Raw image data were imported into the SS-OCT Viewer software (version 3.0, Tomey Corporation). One human expert grader (grader 1, A.A.P.) masked to the identities and examination results of the participants, marked the scleral spurs in four images per eye; these labels of scleral spur locations were considered the reference standard. Before the current study, grader 1 underwent extensive training in scleral spur detection, including manual analysis of approximately 500 AS-OCT images (not included in the study) while supervised by at least one of two glaucoma specialists (B.Y.X or R.V.). Four images were analyzed and exported in JPEG format per eye: the first image was oriented along the horizontal (temporal–nasal) meridian, and additional OCT images were evenly spaced 45° apart. Owing to a limitation in the SS-OCT Viewer software, scleral spur locations could only be exported when at least six of eight possible scleral spurs were marked. Thus, corrupt images and images with significant artifacts, including by the eyelids or arcus senilis, that precluded manual detection of the scleral spur by grader 1 were excluded. This step helped to minimize noise during CNN model training and testing. Images were divided in two along the vertical midline, and right-sided images were rotated about the vertical axis to standardize images with the ACA to the left and corneal apex to the right. No adjustments were made to image brightness or contrast. Image manipulations were performed in MATLAB (Mathworks, Natick, MA).

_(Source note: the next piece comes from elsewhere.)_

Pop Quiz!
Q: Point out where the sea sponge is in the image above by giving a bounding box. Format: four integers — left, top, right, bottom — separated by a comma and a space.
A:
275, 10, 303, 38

Before model training, images from 95% of participants were segregated into a training dataset. Images from the remaining 5% of participants were segregated into an independent test dataset. To prevent data leakage (e.g., intereye and intraeye correlations) between training and test datasets, multiple images acquired from a single participant appeared together in either the training or test dataset and were not split across both datasets. Data manipulations were performed in the Python programming language.
The reference grader (grader 1) and a second glaucoma fellowship-trained human grader (grader 2, B.Y.X.), both masked to participant identities, examination results, and original scleral spur locations, independently marked the scleral spur in all test dataset images. These locations were used to calculate metrics of intragrader and intergrader variability. Images reinspected as part of the test dataset could be further excluded owing to noise and artifacts that precluded attempts to mark the scleral spur by one or both of the graders.